04 julho 2005

O sabor doce da chuva


Chovia no dia em que Lizzie nasceu. Não aqueles aguaceiros com que Deus abençoa os recém-nascidos, mas uma chuvada forte, ruidosa, uma cortina de água que transformou os relvados cuidadosamente aparados em esponjosas extensões de lama.
O deus da chuva estava zangado.

Quando construíram o beiral saliente do telhado para proteger as paredes caiadas da casa, não levaram em conta as suas fúrias. Ou se calhar levaram.
Talvez o deus da chuva não tivesse gostado de saber que tinham posto ali aquela espécie de barreira para impedi-lo de fazer sentir a sua fúria. Ou talvez não houvesse um deus da chuva.
Chandi encostou-se à parede e pensou nessas coisas todas enquanto lambia as gotas de chuva que pingavam do seu nariz.
Apesar de violenta, a chuva tinha um sabor doce.
As paredes brancas ficaram salpicadas de manchas cinzentas de humidade que costumavam permanecer, como uma leve acusação, até muito depois de as chuvas terminarem.
Não era apenas do nariz de Chandi que caíam pingos de chuva. Escorriam, como minúsculos afluentes, pela sua nuca, pelos lados da cabeça onde mergulhavam, indolentes, nas espirais das orelhas, para depois prosseguirem o seu curso e desembocarem nos regatos que lhe desciam pelas pernas.
Perguntou a si próprio se o escoadouro a seus pés iria dar a um rio que ia dar ao mar.

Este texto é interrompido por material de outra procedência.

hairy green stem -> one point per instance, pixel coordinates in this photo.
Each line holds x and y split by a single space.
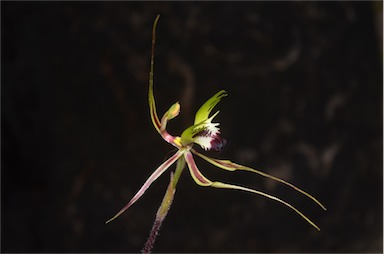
165 205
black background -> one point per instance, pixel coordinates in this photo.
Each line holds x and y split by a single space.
305 104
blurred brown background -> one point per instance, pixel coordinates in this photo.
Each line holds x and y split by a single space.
305 104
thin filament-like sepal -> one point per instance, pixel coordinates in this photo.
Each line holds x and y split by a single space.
151 97
230 166
156 174
235 187
200 179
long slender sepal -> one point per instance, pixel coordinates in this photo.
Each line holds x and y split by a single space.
231 166
151 97
200 179
156 174
235 187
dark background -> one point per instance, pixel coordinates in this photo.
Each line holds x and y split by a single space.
305 104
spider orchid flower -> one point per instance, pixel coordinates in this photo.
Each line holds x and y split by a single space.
205 133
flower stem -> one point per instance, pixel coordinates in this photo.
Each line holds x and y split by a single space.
165 205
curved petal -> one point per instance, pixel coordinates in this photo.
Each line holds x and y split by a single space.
230 166
158 172
151 97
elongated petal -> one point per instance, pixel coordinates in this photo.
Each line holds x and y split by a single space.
203 113
195 173
235 187
158 172
230 166
151 97
201 180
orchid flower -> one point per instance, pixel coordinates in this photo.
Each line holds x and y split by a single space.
205 133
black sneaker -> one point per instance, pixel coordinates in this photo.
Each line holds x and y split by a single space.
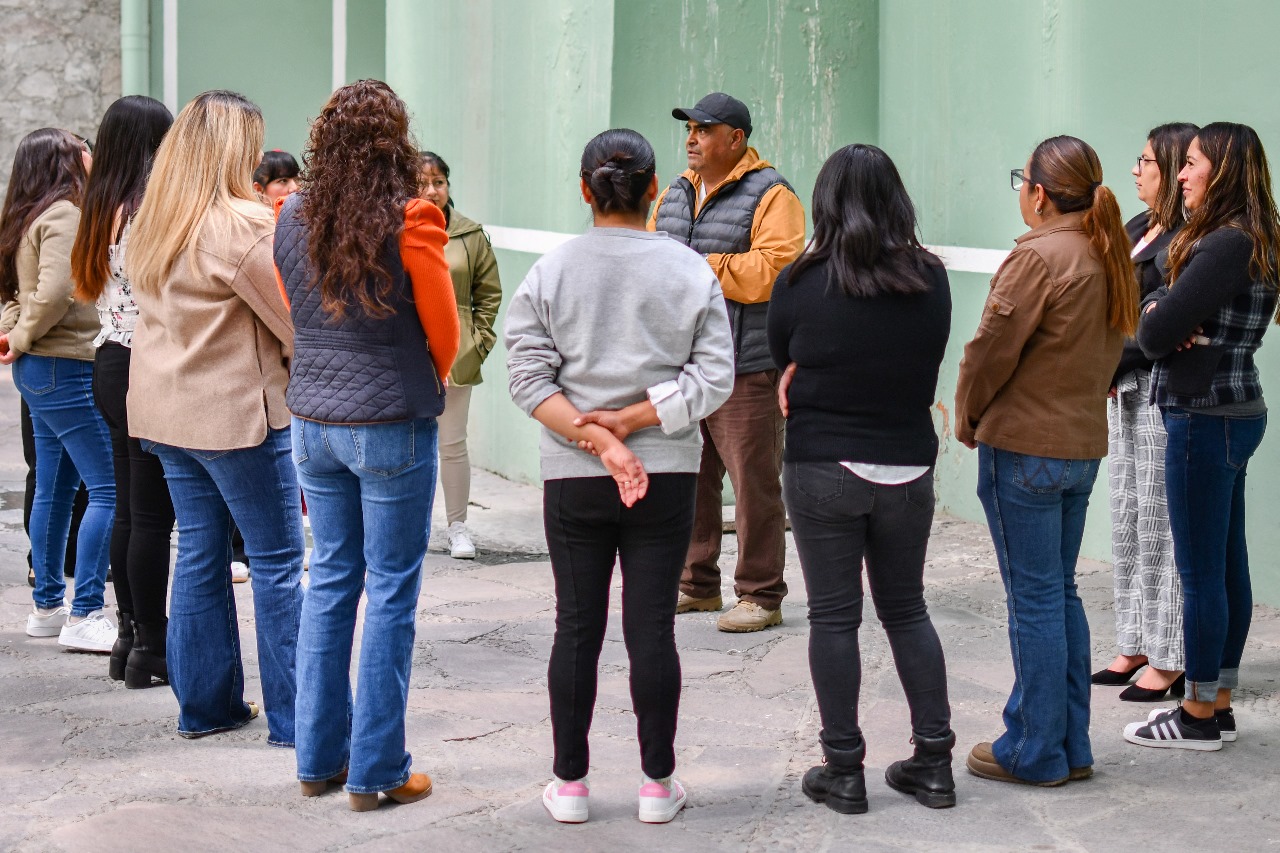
1174 729
1225 724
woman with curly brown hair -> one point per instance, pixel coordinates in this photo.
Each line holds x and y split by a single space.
361 261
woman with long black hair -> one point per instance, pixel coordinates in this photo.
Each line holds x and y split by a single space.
127 142
867 301
1202 329
49 341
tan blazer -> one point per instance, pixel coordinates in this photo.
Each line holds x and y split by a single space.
45 319
1036 375
210 352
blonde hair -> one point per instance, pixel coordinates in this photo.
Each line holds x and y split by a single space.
204 167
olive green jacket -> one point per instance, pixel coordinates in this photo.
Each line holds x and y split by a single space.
479 293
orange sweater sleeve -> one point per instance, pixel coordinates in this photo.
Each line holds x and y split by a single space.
423 255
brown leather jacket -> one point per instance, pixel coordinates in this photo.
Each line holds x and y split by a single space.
1036 375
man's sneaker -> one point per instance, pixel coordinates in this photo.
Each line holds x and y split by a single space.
567 802
46 621
661 799
748 616
460 543
95 633
689 605
1174 729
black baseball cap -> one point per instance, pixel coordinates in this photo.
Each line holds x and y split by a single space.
717 108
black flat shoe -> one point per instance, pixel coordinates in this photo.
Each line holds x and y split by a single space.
1110 678
1134 693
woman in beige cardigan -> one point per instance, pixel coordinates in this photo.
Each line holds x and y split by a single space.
49 341
206 395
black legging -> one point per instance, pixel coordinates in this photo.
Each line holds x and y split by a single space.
588 529
144 512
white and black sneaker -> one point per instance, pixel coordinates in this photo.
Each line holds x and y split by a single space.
1175 729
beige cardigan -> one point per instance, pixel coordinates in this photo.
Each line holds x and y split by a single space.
46 319
210 351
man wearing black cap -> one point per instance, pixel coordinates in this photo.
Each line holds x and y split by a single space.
736 210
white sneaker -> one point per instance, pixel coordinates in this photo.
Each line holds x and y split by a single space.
95 633
661 799
46 621
460 542
567 802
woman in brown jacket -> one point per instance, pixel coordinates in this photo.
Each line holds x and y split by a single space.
1032 398
206 395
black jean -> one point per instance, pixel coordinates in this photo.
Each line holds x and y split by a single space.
588 529
144 512
28 498
840 519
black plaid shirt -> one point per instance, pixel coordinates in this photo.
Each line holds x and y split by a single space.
1214 292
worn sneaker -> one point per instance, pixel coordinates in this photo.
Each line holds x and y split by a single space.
748 616
94 633
567 802
460 542
46 621
690 605
661 799
1174 729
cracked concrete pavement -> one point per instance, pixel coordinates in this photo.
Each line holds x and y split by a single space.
88 765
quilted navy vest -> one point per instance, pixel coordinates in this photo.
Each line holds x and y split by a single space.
723 226
356 369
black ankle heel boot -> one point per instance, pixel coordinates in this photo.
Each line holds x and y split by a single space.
147 658
122 647
927 774
839 781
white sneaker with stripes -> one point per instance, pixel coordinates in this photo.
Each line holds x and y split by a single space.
1171 730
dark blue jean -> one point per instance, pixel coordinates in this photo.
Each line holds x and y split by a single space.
369 491
1036 510
1205 465
260 489
72 445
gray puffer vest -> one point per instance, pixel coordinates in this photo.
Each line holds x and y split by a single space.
359 369
723 226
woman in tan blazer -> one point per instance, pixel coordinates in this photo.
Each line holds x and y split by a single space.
206 395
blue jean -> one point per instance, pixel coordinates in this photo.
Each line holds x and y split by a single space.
369 491
260 489
72 445
1036 511
1205 465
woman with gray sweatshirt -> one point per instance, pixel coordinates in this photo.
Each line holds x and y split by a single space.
618 343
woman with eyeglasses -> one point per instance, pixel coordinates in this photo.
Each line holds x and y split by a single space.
1032 400
1147 592
1202 329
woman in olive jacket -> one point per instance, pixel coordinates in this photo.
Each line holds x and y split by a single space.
478 291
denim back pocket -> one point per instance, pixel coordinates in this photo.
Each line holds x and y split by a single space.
36 374
1042 474
384 448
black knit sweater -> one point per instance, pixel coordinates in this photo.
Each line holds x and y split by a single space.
867 369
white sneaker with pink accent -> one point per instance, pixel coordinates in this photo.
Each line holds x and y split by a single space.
566 802
661 799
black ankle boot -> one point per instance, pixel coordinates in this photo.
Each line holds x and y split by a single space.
147 658
927 774
122 647
839 780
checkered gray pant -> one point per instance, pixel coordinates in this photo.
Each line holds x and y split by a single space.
1148 592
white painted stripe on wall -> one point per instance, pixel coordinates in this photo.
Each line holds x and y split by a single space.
170 55
961 259
339 44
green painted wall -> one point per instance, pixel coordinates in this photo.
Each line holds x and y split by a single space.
968 89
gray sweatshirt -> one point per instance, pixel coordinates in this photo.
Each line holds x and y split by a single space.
609 318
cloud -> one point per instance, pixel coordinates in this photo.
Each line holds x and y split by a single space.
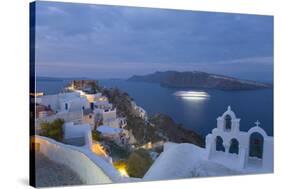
102 37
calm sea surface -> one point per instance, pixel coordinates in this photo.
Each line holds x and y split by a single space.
199 115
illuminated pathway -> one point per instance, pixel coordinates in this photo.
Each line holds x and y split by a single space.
49 173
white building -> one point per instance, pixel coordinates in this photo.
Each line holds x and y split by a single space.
251 149
69 102
228 151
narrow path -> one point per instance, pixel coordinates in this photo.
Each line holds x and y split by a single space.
49 173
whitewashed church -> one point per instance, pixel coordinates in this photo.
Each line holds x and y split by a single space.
251 150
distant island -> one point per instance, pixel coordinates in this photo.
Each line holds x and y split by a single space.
196 79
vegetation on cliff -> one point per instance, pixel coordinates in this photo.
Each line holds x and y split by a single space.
159 127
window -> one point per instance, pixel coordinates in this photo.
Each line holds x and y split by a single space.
227 123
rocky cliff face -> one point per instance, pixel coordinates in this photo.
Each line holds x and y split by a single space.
199 80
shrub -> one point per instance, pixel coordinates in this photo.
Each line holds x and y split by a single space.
138 163
53 129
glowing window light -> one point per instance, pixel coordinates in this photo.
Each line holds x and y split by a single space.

Nunca tinha visto o mar, pois as imponentes montanhas mantinham-no, com eficácia, fora de vista, mas sabia da sua existência porque ouvira histórias acerca dele.
Por aqueles lados chamavam-lhe o lago que ruge. O ho gana pokuna.
A sua camisa, demasiado apertada, estava ensopada e colava-se à sua pele como a lesma à parede atrás dele. Afastou-a da barriga, mas quando a largou ela voltou ao mesmo lugar. Uma pequena poça de chuva acumulara-se no seu umbigo, que ele apertou para a água poder sair e reunir-se ao rio que corria para o mar.
Os calções eram grandes de mais. Estavam sempre a escorregar e ele sempre a puxá-los para cima. Haviam pertencido ao filho de Sudu Mahattaya, o que estava fora, em Inglaterra. Tinham quadrados vermelhos e verdes e um cinto a fingir.
Eram os seus calções preferidos e só queria não os ter vestido naquele dia. Receava que os quadrados vermelhos e verdes se diluíssem na chuva, como a cal das paredes. Nada disso acontecera ainda, mas mesmo assim estava preocupado.
Chandi lembrou-se da razão pela qual tinha vestido os seus calções preferidos. Era o dia do seu quarto aniversário, embora ninguém se tivesse lembrado, excepto ele.